The question whether pollen or pollinators came first is a repeat of the ‘chicken and egg’ dilemma. But, the first insects capable of pollinating a flower plant appear to have evolved around 100 million years ago. Amber from the Cretaceous period found in Spain recently revealed the first ever fossil record of insect pollination. Scientists discovered and studied with X-rays a specimen of a tiny insect covered with pollen grains. This is the first record of pollen transport and social behaviour in this group of animals. (Only amber can preserve behavioural features like pollination in such rich detail over millions of years. If you have seen Steven Spielberg’s Jurassic Park, you will recall the scene where scientists extract dinosaur DNA from an insect that had bitten a dinosaur before being trapped in amber).

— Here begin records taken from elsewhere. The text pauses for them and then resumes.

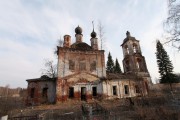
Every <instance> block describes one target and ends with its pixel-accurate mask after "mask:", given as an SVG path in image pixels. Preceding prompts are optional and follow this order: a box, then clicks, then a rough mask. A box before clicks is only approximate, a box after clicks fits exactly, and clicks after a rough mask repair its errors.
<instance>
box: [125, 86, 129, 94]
mask: <svg viewBox="0 0 180 120" xmlns="http://www.w3.org/2000/svg"><path fill="white" fill-rule="evenodd" d="M124 93H125V94H129V86H128V85H124Z"/></svg>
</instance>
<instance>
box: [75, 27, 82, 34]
mask: <svg viewBox="0 0 180 120" xmlns="http://www.w3.org/2000/svg"><path fill="white" fill-rule="evenodd" d="M75 32H76V34H81V33H82V28H81V27H79V25H78V27H77V28H76V29H75Z"/></svg>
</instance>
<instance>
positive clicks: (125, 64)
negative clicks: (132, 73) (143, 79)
mask: <svg viewBox="0 0 180 120" xmlns="http://www.w3.org/2000/svg"><path fill="white" fill-rule="evenodd" d="M121 46H122V49H123V55H124V59H123V67H124V72H125V73H137V72H138V73H142V72H143V73H148V70H147V66H146V61H145V58H144V56H142V52H141V48H140V45H139V40H136V38H135V37H132V36H131V35H130V32H129V31H127V32H126V38H125V39H124V41H123V43H122V45H121Z"/></svg>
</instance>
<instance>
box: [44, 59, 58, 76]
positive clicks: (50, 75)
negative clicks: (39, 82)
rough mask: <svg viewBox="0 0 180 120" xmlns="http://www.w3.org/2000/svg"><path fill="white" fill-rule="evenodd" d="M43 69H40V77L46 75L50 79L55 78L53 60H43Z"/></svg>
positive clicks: (47, 59)
mask: <svg viewBox="0 0 180 120" xmlns="http://www.w3.org/2000/svg"><path fill="white" fill-rule="evenodd" d="M44 65H45V68H44V69H42V75H47V76H48V77H50V78H55V77H57V65H56V64H54V62H53V60H48V59H46V60H45V63H44Z"/></svg>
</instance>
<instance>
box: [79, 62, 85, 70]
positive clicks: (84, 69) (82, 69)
mask: <svg viewBox="0 0 180 120" xmlns="http://www.w3.org/2000/svg"><path fill="white" fill-rule="evenodd" d="M79 69H80V70H81V71H82V70H86V63H85V62H80V63H79Z"/></svg>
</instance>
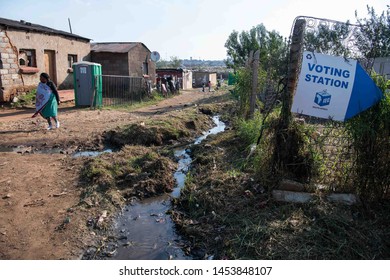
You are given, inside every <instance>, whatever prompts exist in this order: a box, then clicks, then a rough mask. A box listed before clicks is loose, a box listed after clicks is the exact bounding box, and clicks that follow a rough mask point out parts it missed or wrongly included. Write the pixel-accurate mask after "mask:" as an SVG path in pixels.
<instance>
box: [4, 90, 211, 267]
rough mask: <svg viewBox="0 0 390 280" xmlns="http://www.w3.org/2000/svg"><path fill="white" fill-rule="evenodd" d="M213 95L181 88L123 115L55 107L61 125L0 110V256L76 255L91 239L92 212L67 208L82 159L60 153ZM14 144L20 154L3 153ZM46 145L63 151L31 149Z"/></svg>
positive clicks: (206, 93) (118, 113) (42, 257)
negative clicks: (48, 127)
mask: <svg viewBox="0 0 390 280" xmlns="http://www.w3.org/2000/svg"><path fill="white" fill-rule="evenodd" d="M215 95H217V94H213V95H210V94H209V93H202V92H198V91H186V92H183V94H181V95H179V96H175V97H174V98H171V99H166V100H164V101H162V102H160V103H159V104H157V105H153V106H149V107H145V108H140V109H137V110H135V111H132V112H130V113H129V112H125V111H117V110H95V111H91V110H88V109H76V108H74V107H67V108H64V107H62V108H60V112H59V117H60V120H61V128H60V129H55V130H51V131H47V130H46V129H45V128H46V122H45V121H44V120H43V119H31V113H32V110H28V109H27V110H0V215H1V219H0V259H74V258H79V257H80V255H81V253H82V249H83V248H85V246H88V244H89V243H90V242H92V239H93V237H94V233H93V232H90V230H89V229H88V227H87V226H86V221H87V220H88V218H90V216H91V215H98V214H99V213H93V212H91V211H88V209H85V211H81V210H78V211H74V209H73V207H74V206H75V205H77V204H78V203H79V201H80V194H81V189H80V185H79V182H80V178H79V171H80V168H81V167H82V166H83V162H84V159H82V158H72V157H70V156H69V155H66V151H67V150H71V151H74V150H76V149H86V148H98V147H99V145H100V146H101V145H102V144H101V141H99V139H100V136H101V135H102V134H103V132H104V131H107V130H110V129H113V128H115V127H117V126H120V125H124V124H127V123H131V122H143V121H145V120H146V119H148V118H155V117H161V116H164V115H169V113H170V112H171V111H174V110H180V109H183V108H184V107H187V106H189V105H190V104H199V103H202V102H207V100H210V98H212V97H213V96H215ZM16 146H22V147H24V148H21V153H15V152H4V151H6V150H7V147H16ZM52 148H57V149H61V151H63V154H60V153H57V154H45V153H31V151H34V150H38V151H39V150H40V151H42V150H47V149H52ZM1 151H3V152H1Z"/></svg>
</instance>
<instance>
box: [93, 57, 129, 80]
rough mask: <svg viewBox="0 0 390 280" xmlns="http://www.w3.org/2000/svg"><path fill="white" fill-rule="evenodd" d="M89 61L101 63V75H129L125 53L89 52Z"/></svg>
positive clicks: (128, 69) (128, 71) (128, 68)
mask: <svg viewBox="0 0 390 280" xmlns="http://www.w3.org/2000/svg"><path fill="white" fill-rule="evenodd" d="M91 61H92V62H96V63H99V64H101V65H102V74H103V75H119V76H129V63H128V60H127V53H111V52H91Z"/></svg>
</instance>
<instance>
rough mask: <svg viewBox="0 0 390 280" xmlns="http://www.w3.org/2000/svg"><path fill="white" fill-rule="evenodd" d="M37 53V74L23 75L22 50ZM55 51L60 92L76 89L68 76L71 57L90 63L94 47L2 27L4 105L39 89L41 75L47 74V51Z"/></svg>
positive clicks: (56, 36) (74, 39) (0, 40)
mask: <svg viewBox="0 0 390 280" xmlns="http://www.w3.org/2000/svg"><path fill="white" fill-rule="evenodd" d="M20 49H33V50H35V56H36V68H37V71H38V72H37V73H31V74H22V73H21V71H20V66H19V50H20ZM45 50H52V51H54V56H55V70H54V71H55V77H53V80H54V82H55V83H56V84H57V86H58V88H59V89H68V88H73V79H72V73H68V54H72V55H77V60H78V61H82V60H89V52H90V44H89V42H88V41H87V40H83V41H81V40H76V39H75V38H70V37H69V38H65V37H63V36H57V35H48V34H41V33H37V32H31V31H30V32H26V31H22V30H12V29H7V30H5V28H2V27H0V54H1V62H0V71H1V72H0V74H1V76H0V80H1V83H2V87H3V88H4V89H3V90H2V92H0V101H8V100H9V98H10V96H12V95H17V94H18V93H20V92H23V91H25V90H26V89H29V88H33V87H36V85H37V83H38V82H39V75H40V73H42V72H45V59H44V51H45Z"/></svg>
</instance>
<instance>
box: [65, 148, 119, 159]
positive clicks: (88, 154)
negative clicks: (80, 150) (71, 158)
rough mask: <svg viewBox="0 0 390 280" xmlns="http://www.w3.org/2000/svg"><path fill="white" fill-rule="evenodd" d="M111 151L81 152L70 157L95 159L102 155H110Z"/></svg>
mask: <svg viewBox="0 0 390 280" xmlns="http://www.w3.org/2000/svg"><path fill="white" fill-rule="evenodd" d="M112 152H113V151H112V149H105V150H103V151H81V152H76V153H74V154H73V155H72V156H73V157H76V158H77V157H97V156H99V155H101V154H104V153H112Z"/></svg>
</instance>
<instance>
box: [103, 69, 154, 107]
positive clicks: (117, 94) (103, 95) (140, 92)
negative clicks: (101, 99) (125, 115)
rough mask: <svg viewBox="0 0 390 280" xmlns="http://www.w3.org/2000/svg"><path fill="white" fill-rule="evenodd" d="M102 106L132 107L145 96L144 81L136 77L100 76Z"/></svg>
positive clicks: (141, 78)
mask: <svg viewBox="0 0 390 280" xmlns="http://www.w3.org/2000/svg"><path fill="white" fill-rule="evenodd" d="M101 77H102V97H103V101H102V103H103V106H122V105H132V104H134V103H138V102H142V100H144V99H145V98H146V96H147V87H146V84H145V80H144V79H143V78H138V77H128V76H116V75H101Z"/></svg>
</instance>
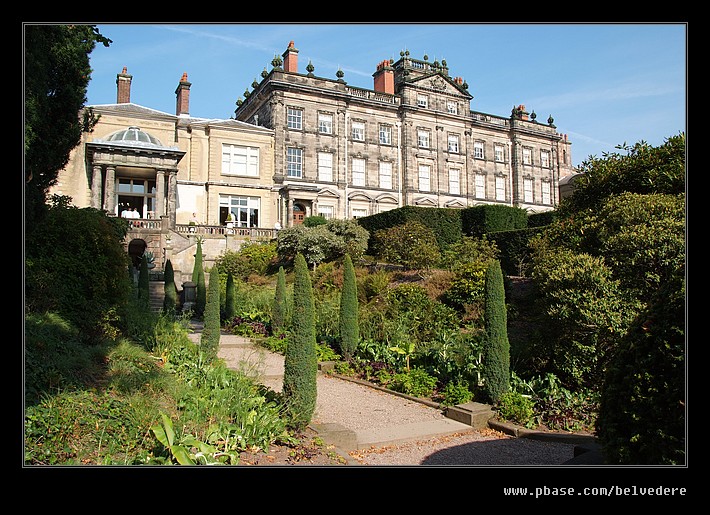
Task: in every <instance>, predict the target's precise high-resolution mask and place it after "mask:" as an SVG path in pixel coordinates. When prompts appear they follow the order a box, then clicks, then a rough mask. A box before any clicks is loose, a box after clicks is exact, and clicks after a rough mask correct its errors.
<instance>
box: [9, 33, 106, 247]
mask: <svg viewBox="0 0 710 515" xmlns="http://www.w3.org/2000/svg"><path fill="white" fill-rule="evenodd" d="M23 36H24V39H23V44H24V46H23V51H24V56H23V57H24V58H23V61H22V63H23V72H24V75H23V78H24V81H23V87H24V90H23V92H24V96H23V105H24V116H23V122H24V161H23V164H24V171H25V177H24V179H25V180H24V181H23V184H24V200H25V204H24V205H25V213H24V215H25V218H24V219H25V226H24V227H25V231H26V235H27V236H29V235H30V234H31V233H32V231H33V230H34V229H35V228H38V227H40V226H41V225H42V223H40V220H41V217H43V216H44V214H45V213H46V205H45V197H46V194H47V190H48V189H49V188H50V187H51V186H52V185H53V184H55V182H56V180H57V175H58V173H59V171H60V170H61V169H62V168H64V166H66V164H67V162H68V161H69V154H70V152H71V151H72V149H73V148H75V147H76V146H77V145H79V143H80V142H81V134H82V132H90V131H91V130H92V129H93V127H94V125H95V124H96V121H97V118H96V117H95V116H94V114H93V112H92V111H87V112H86V113H85V115H84V117H83V118H81V117H79V116H77V113H79V112H80V110H81V108H82V107H83V106H84V103H85V102H86V88H87V87H88V84H89V81H90V80H91V65H90V62H89V54H91V52H92V51H93V50H94V47H95V46H96V43H101V44H103V45H104V46H106V47H108V46H109V44H110V43H111V40H110V39H107V38H105V37H103V36H102V35H101V34H100V33H99V31H98V29H97V28H96V26H94V25H81V24H75V25H47V24H36V25H29V24H28V25H26V26H23Z"/></svg>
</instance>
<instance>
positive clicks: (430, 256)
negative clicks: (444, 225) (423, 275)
mask: <svg viewBox="0 0 710 515" xmlns="http://www.w3.org/2000/svg"><path fill="white" fill-rule="evenodd" d="M374 238H375V241H374V245H373V247H374V249H375V250H374V252H375V255H376V256H377V257H378V258H380V259H382V260H384V261H387V262H388V263H398V264H401V265H403V266H404V267H405V268H406V269H408V270H412V269H428V268H431V267H432V266H434V265H436V264H437V263H438V262H439V259H440V258H441V254H440V252H439V244H438V243H437V240H436V235H435V234H434V231H433V230H432V229H430V228H429V227H427V226H426V225H424V224H423V223H421V222H417V221H411V222H406V223H404V224H401V225H396V226H394V227H390V228H389V229H380V230H378V231H376V232H375V235H374Z"/></svg>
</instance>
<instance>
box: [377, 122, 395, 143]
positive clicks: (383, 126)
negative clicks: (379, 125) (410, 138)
mask: <svg viewBox="0 0 710 515" xmlns="http://www.w3.org/2000/svg"><path fill="white" fill-rule="evenodd" d="M380 144H381V145H391V144H392V126H391V125H380Z"/></svg>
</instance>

Today, more than 80 percent of plant species rely on insects to transport pollen from male to female flower parts. Pollination is best known in flowering plants, but also exists in gymnosperms, seed-producing plants like conifers. Although the most popular group of pollinator insects are bees and butterflies, lesser-known species of flies and beetles have co-evolved with plants, transporting pollen and in return for this effort rewarded with food. It is believed that some flowers have evolved bright colours that are attractive to their insect friends. Some flowers have colours and arrangements that are invisible to the human eye but are visible to insects.

Extinct

We have all heard the story that life would come to an end pretty soon if bees were to become extinct, but flowers can have many indirect benefits on our life. Many flower extracts are already used in beauty products and medicinal preparations. Now, Scientists in Chile have discovered molecules in two species of Antarctic flowers that protect the plants from solar radiation and could potentially be used in products such as, sunscreen for humans and protection for vulnerable crops. Researchers at the University of Santiago, investigating the properties of Antarctic plants grown under controlled conditions found that Colobanthus quitensis (pearlwort) and Deschampsia antarctica (hair grass) could tolerate high levels of ultraviolet radiation.

Flowers not only embellish our world and our lives, but also have the potential to make our lives healthier. They are much older than humans on the evolutionary scale and are still evolving, sometimes with our help.